Technical Abstract: Shiga toxin producing Escherichia coli (STEC) is one of the major foodborne pathogens causing serious illnesses, leading to hospitalizations in the United States. Bacteria that are exposed to environmental stresses during food processing may exhibit different growth patterns in subsequent growth environment. The purpose of this study was to examine the effect of environmental stresses on growth of non-O157 STEC in fresh produce. Approximately 8 log CFU/ml of each strain of O157:H7 and four non-O157 STEC (O26:H11, O103:H1, O104:H4, and O145:NM) were subjected to four stresses: chlorine (1, 2, and 5 ppm) at 22C for 24 h or starvation (free of nutrients) at 22C for 15 d.
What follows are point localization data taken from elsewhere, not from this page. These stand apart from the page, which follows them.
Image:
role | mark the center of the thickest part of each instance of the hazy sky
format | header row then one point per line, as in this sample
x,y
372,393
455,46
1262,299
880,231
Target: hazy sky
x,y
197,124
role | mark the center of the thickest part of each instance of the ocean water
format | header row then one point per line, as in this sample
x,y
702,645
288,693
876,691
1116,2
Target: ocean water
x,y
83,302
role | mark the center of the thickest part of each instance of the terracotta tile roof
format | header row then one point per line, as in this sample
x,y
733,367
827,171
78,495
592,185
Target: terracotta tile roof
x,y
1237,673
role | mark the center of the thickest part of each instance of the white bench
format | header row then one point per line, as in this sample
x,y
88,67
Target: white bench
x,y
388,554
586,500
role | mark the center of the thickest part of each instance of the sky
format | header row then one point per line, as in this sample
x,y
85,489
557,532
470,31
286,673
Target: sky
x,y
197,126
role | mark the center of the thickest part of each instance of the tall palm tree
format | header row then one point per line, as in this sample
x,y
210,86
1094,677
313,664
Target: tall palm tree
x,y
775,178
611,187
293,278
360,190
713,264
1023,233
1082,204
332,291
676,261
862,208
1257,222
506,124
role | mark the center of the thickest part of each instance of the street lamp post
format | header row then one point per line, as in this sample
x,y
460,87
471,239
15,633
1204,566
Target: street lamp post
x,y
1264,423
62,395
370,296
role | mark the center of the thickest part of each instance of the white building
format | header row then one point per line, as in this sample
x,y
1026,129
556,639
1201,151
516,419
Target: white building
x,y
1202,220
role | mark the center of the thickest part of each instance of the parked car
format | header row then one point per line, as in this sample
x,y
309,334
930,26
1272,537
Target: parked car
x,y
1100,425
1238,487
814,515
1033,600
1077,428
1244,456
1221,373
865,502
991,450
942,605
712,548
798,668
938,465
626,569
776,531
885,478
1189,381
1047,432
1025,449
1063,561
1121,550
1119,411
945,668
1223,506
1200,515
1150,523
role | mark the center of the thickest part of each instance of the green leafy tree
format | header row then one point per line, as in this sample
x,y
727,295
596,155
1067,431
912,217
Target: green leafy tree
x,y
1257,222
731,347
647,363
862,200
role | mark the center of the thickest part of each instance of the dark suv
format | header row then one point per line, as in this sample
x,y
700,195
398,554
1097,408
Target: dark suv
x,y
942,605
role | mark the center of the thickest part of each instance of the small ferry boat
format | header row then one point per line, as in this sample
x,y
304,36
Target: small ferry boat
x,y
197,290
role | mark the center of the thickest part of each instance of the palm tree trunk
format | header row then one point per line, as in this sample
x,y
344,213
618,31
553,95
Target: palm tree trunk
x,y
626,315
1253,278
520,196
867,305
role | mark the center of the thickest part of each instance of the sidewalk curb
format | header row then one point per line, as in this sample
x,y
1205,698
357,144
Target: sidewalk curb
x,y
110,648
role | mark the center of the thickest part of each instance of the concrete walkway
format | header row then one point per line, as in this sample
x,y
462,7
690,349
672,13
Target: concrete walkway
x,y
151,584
Approximately 3 log of each strain was exposed to water activity (aw 0.95, 0.96, 0.97, and 0.98) or pH (4, 5, 6, and 7) at 22C for 24 h. Stressed cells were collected, non-O157 or O157 cocktail of 3 log CFU/ml (control or stressed) was inoculated on cantaloupe or lettuce and incubated at three different temperatures (4, 10, and 22C) for four weeks, followed by enumeration and statistical analysis using Student’s t test. There were significant differences (p less than 0.05) in the cell numbers between stressed and unstressed cells of STEC during the 4-week growth period. Compared to control non-O157, significantly higher populations were observed in stressed non-O157 cocktail mix. Survived cells of chlorine-stressed non-O157 were 5.6 log CFU/ml, while control non-O157 was about 3.8 log CFU/ml after 1 week at 4C in lettuce. Osmotic-stressed non-O157 STEC showed significantly higher cell populations than control with 2 log difference (9.0 vs. 6.8 log CFU/ml) after 4 weeks at 10C in lettuce. Acid-stressed non-O157 STEC had significantly higher cell populations than control at 10C after 4 weeks with over 1 log difference (7.7 vs. 6.3 log CFU/ml) in cantaloupe. Starvation-stressed non-O157 showed higher cell populations than control after 4 weeks of incubation, with approximately 1.7 log difference (6.4 vs. 4.8 log CFU/ml) at 4C in lettuce. Non-O157 STEC which were stressed by chlorine or starvation had better growth when they were incubated at 4C, whereas non-O157 STEC which were osmotic- or acid-stressed grew better when they were incubated at 10C compared to unstressed controls. This information provides insight into the growth characteristics of non-O157 STEC in fresh produce exposed to sub-lethal stresses prior to contamination of food with the pathogen.